IUU fishing can be highly exploitative and undermines international efforts to prevent overfishing, habitat destruction, and bycatch of non-target fish species and other marine animals. It compromises the sustainability of legal fishing operations, as well as the economic and social development of communities that rely on fishing for their livelihoods.
Ethical concerns with IUU fishing extend past sustainability. These practices are frequently associated with poor labour standards and with transnational crime, such as drug trafficking and slavery at sea. IUU fishing, labour abuses and slavery have the same root causes – a lack of monitoring and enforcement, overfishing, and the demand for cheap seafood.
As fish populations have declined in coastal waters, fishers have to travel farther to find fish.
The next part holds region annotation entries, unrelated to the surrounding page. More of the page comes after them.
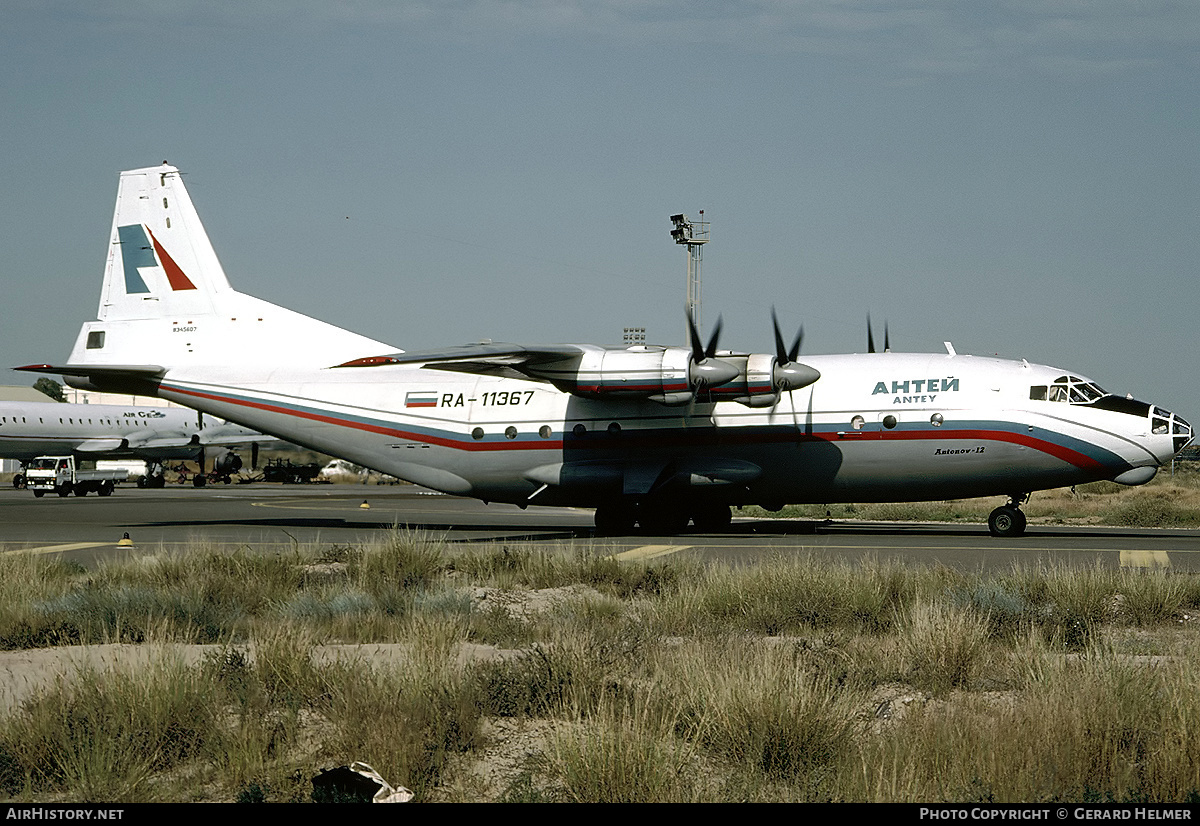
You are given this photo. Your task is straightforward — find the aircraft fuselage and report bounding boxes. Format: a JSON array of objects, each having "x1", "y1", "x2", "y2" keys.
[{"x1": 147, "y1": 353, "x2": 1190, "y2": 507}]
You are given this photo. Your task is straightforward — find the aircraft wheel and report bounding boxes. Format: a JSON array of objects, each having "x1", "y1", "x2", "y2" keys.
[
  {"x1": 988, "y1": 504, "x2": 1026, "y2": 537},
  {"x1": 691, "y1": 504, "x2": 733, "y2": 533},
  {"x1": 637, "y1": 503, "x2": 691, "y2": 537},
  {"x1": 595, "y1": 502, "x2": 637, "y2": 537}
]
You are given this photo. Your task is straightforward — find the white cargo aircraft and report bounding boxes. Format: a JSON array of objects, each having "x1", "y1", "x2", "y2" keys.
[
  {"x1": 22, "y1": 164, "x2": 1192, "y2": 535},
  {"x1": 0, "y1": 401, "x2": 265, "y2": 487}
]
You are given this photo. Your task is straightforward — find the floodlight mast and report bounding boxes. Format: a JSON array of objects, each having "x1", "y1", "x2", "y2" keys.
[{"x1": 671, "y1": 210, "x2": 709, "y2": 341}]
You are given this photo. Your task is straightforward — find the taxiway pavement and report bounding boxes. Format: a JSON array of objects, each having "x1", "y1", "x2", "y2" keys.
[{"x1": 0, "y1": 484, "x2": 1200, "y2": 571}]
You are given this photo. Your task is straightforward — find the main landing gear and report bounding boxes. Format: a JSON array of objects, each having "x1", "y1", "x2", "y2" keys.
[
  {"x1": 595, "y1": 499, "x2": 733, "y2": 537},
  {"x1": 988, "y1": 493, "x2": 1030, "y2": 537}
]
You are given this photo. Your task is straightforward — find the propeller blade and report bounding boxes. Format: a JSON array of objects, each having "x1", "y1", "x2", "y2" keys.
[
  {"x1": 770, "y1": 307, "x2": 791, "y2": 364},
  {"x1": 787, "y1": 324, "x2": 804, "y2": 363},
  {"x1": 770, "y1": 307, "x2": 804, "y2": 365},
  {"x1": 688, "y1": 313, "x2": 704, "y2": 364},
  {"x1": 704, "y1": 316, "x2": 721, "y2": 359},
  {"x1": 688, "y1": 316, "x2": 738, "y2": 390}
]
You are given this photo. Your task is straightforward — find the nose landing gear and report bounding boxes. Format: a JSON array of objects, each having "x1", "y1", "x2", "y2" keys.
[{"x1": 988, "y1": 493, "x2": 1030, "y2": 537}]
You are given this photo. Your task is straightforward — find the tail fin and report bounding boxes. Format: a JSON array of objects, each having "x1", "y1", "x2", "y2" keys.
[{"x1": 71, "y1": 163, "x2": 396, "y2": 370}]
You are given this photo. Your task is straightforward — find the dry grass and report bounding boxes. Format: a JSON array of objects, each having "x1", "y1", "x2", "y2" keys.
[{"x1": 0, "y1": 534, "x2": 1200, "y2": 802}]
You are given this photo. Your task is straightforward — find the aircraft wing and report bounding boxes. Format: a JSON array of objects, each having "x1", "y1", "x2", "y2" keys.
[
  {"x1": 74, "y1": 437, "x2": 125, "y2": 453},
  {"x1": 200, "y1": 423, "x2": 280, "y2": 448},
  {"x1": 336, "y1": 343, "x2": 587, "y2": 367},
  {"x1": 335, "y1": 343, "x2": 585, "y2": 382}
]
This increases the costs of fuel and labour, so unscrupulous vessel owners and captains cut costs by breaking rules and mistreating their crews and the environment.
Crew conditions on these fishing vessels can be brutal including 20 hour workdays; lack of basic sanitation and safety measures, resulting in injury and illness; cramped sleeping conditions; and limited and poor quality food and drinking water. Crews also report sexual harassment, verbal and physical abuse, debt bondage, torture, human trafficking and slavery, and murder.
Serious labour abuses are a particular problem on fishing vessels travelling far from home and operating on the high seas, beyond national waters. Remoteness, isolation and long periods at sea make it easier to hide poor conditions on board fishing vessels. These vessels often transfer their catches to ‘motherships’ or carrier vessels – known as ‘transshipment’ – so that they don’t have to return to port for months or even years. This makes it easier to hide illegal catches within legal ones, while making it very difficult for authorities to monitor their activities or for abused crew to escape.